I suspect we’re in agreement here, then.

Performance doesn’t seem terribly important on this. I must admit I’m not sure why it came up.

Agreed. JSON really isn’t intended for humans even if cleanly indented.

-Fred

2 Likes

FYI we are getting close to an API for metadata in Add a metadata API · Issue #383 · pypa/packaging · GitHub . One question the API will need to answer, though, is how to decode/encode the data for files? Since none of the packaging specs have a way to know the encoding upfront I suspect we will just assume UTF-8.

I did some work on that a few weeks back. From what I recall, the reality is that metadata was typically encoded with what looks like the user’s default encoding (often not UTF-8, although for many cases you can’t tell).

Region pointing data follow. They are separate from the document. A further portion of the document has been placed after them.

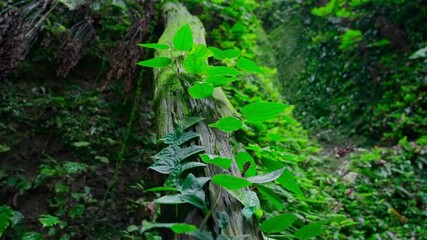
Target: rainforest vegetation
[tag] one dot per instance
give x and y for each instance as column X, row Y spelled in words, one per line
column 213, row 119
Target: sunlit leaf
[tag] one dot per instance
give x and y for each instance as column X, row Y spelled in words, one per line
column 159, row 62
column 227, row 124
column 268, row 177
column 262, row 111
column 311, row 230
column 183, row 39
column 201, row 90
column 155, row 46
column 248, row 65
column 278, row 223
column 195, row 65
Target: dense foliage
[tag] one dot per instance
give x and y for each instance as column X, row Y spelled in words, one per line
column 78, row 151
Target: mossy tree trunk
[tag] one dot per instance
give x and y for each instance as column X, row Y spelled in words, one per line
column 173, row 103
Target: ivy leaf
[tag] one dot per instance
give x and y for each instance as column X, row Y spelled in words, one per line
column 219, row 161
column 159, row 62
column 248, row 65
column 230, row 182
column 48, row 220
column 217, row 53
column 220, row 70
column 311, row 230
column 231, row 53
column 220, row 80
column 244, row 158
column 195, row 65
column 227, row 124
column 278, row 223
column 183, row 40
column 287, row 180
column 154, row 46
column 271, row 196
column 262, row 111
column 201, row 90
column 265, row 178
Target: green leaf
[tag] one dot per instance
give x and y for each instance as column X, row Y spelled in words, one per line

I have a database of metadata for all wheels on PyPI, so I can do some research. Probably not until the weekend, though.

One thing I would like is for the API not to fail with decoding errors. Falling back to something like bytes would be better, IMO. Alternatively, the email module (which is what you use to read metadata) can return “undecodable” values, as email.header.Header objects. Header objects aren’t very usable, but they are at least safe to process.

OK, that took less time than I thought :slightly_smiling_face: The 2039243 metadata files I have from PyPI break down as follows:

ascii: 1684799 (83%)
utf-8: 354416 (17%)
other: 28 (negligible)

So I guess UTF-8 is a reasonable choice. I must have got a skewed picture because those 28 caused my code to break and I spent way too long trying to work out what had gone wrong :wink:

We have no standard that says metadata must be in UTF-8 but some quick experiments suggest that current setuptools and wheel use UTF-8, so I think the 28 are probably historical outliers. However, my data is all from wheels, so I can’t say for certain the proportions hold true for sdists.

What do people think about an amendment to the metadata spec to require that whenever tools serialise metadata to bytes, they must use UTF-8? I’m inclined to think that’s a clarification and doesn’t need a PEP, but I don’t know if that’s something I can say, and in any case I’d rather not make such a statement without consensus…

4 Likes

Thanks for checking that! We will definitely assume UTF-8 then.

+1 to updating the spec to say UTF-8 w/o a PEP. Based on your analysis I think the community has already reached consensus for us. :grin:

2 Likes
3 Likes

I know in a few places in code we’ve made it try UTF-8 and then fall back to a “default” encoding, since invalid UTF-8 can be easily detected and very few languages remap the 0-127 ASCII section.